Daggers MacKenzie

music review (edinburgh) | Read in About 2 minutes
Published 23 Aug 2015

Daggers MacKenzie is enough to discourage anyone from running away with the circus. Written and performed by Melissa A. Kaplan, this curious one-woman musical is the tale of Emma “Daggers” MacKenzie, goody-two-shoes country girl turned murderous knife juggler.

With the barest of motivations, Daggers throws her lot in with the visiting circus, taken under the wing—and into the bed—of the predatory, caricatured circus madame. Her character transforms as quickly as her outfit, as she’s thrust on stage in a perilously tight corset, knives in hand. There’s no way this can end well.

There’s a limit to the possibilities of the solo show, but it’s one that Daggers MacKenzie defiantly ignores. With audacious disregard for its chosen form, the show dumps a whole circus full of characters on stage, some clumsily played by Kaplan, others given voice from the tech desk. The result is an incoherent, inconsistent mess, proving—if proof were needed—that sex scenes and stabbings need more than one player.

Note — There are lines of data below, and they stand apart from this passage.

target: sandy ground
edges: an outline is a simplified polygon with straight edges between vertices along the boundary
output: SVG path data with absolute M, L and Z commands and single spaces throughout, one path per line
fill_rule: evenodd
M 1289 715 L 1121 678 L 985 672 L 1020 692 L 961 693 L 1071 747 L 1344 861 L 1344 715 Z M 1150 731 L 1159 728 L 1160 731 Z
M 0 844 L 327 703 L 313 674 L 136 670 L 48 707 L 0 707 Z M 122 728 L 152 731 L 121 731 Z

And creating a compelling musical for just one performer is a much greater challenge than crafting a one-person play. Kaplan has neither the charisma nor the vocal chords to carry the piece alone, her voice wavering and wobbling throughout. Her score—mostly forgettable, but with its odd moments—demands energy and attack, neither of which it gets. 

The only thrills come courtesy of the knife juggling, which Kaplan accomplishes with skill. It’s not enough, though, to rescue a piece that has long lost sight of its purpose.